Cherries as far as the eye can see, and in a hodgepodge puzzle of different growing practices and varieties is how B.J. Thurlby sums up the cherry production he saw in northern China on a mid-April trip.
Thurlby, president of the Washington State Fruit Commission, which administers the Northwest Cherry Growers, and Keith Hu, foreign promotion director, spent a whirlwind week in northern China getting an overview of Chinese sweet cherry production. Northwest Cherry Growers is the promotion arm for cherry producers in five states (Washington, Oregon, Idaho, Montana, and Utah).
Thurlby and Hu met with some of the country’s larger cherry growers to learn about production, horticultural practices, handling and storage facilities, and potential for future threats to the Northwest cherry’s current strong market position in Asia.
Additionally, they met with importers and retailers in several second-tier northern Chinese markets (Yantai, Shenyang, and Tsingtao), as well as with major importers in Shanghai, to formalize marketing strategies for the upcoming Northwest cherry season.
What follows are some of the trip’s highlights and impressions from Thurlby’s trip report.
Northern China cherry production—Almost all cherries in China are grown in the northern provinces of Shandong and Liaoning, according to a group of industry leaders in Yantai. Their collective wisdom holds that more than 100,000 acres of cherries are planted in this Shandong-Liaoning region. Surprisingly, there is a feeling by the growers that there are hundreds of thousands of small cherry growers across northern China, with many tending only an acre or so of cherries.
We met with Wang Heping, vice president of the Yantai Cherry Growers Association, who grows about 400 acres of cherries, and he led us across many miles of cherry orchards primarily made up of the Red Lantern variety, but along the way we saw Bing, Lambert, Santina, Tieton, Lapins, and numerous unnamed varieties that have been propagated by Chinese growers. Some of the interesting pieces of information that came out of our meetings were:
—Many growers produce only 1,000 pounds of fruit per acre, and profitability has become more and more of a challenge over the last five years. Many orchards are being sold to the government for future urban development.
—A Chilean firm brought an automated packing line over last year and lost significant money because they could not get enough product to run across the line. One importer familiar with the situation mentioned that the Chileans were disappointed to the point that they have no plans to make a similar effort in the future.
—Hand labor is the name of the game. In looking at about 5,000 acres of cherries, we saw no automated machinery like sprayers or even orchard tractors. Many growers water by hand, and we saw growers bring fire hoses into the orchards to irrigate.
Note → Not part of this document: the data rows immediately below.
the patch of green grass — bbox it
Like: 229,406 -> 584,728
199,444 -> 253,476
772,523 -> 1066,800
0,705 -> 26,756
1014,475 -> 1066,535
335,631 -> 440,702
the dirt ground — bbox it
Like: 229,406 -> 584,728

Water is pumped from creeks and cisterns that have been dug by the farmers.
—At this time, there are very few high-density plantings. Trees are pruned completely differently relative to horticultural standards in the United States.
—Labor is abundant, but many growers do their own hand picking when cherries are ripe and pick their small orchard numerous times during the growing season. One grower with ten acres mentioned that he picks his cherries with only two people.
—Many growers field pack into boxes and take their cherries to nearby markets. Packing capacity and cold storage is limited.
—Chemicals, when used, are usually applied with backpack sprayers. We saw small empty pesticide containers littered throughout the orchard landscapes.
—Greenhouse-covered orchards are commonplace. Apparently, the growers who can afford to construct a greenhouse have a financial advantage in getting their fruit to market earlier than conventional growers. Greenhouses may cover around 8 acres, but we saw one that covered 20 acres of cherry trees. As we drove into Yantai, there were hundreds of hot dog stand-type street vendors selling Red Lantern cherries to passing consumers.
—Growers heat the greenhouses however they can, from oldstyle radiators to burning coal in ceramic urns.
—Many growers fear that they will be the last generation of their family to farm cherries. The younger generation has left the farm for the quickly developing cities. Industry can be seen closing in and around many of the orchards near Yantai. One grower recently sold about one-third of his acreage to the government. Acreage is being turned into industrial land when the opportunity arises. We saw a coal processing plant, with plumes of black smoke, about a mile from cherry orchards.
Potential for Northwest cherries—In the near term, the Northwest Cherry market share in surrounding Asian countries is safe from overproduction of sweet cherries coming out of China. The Chinese have challenges with infrastructure and quality. Cherries we tasted on this trip were similar to tart cherries. We must continue to monitor their production, but unless there is a large infusion of modern orchard renovation capital, the Chinese will sell their crop locally into markets that are beginning to demand quality products and only fill a small portion of the potential demand in their own country.
Cherries are an iconic fruit in China and are the most sought-after fruit product to be offered as gifts during China’s various holidays. Cherries will continue to be grown in China, and the people there will continue to see them as an affordable luxury that symbolize something special in their day-to-day lives.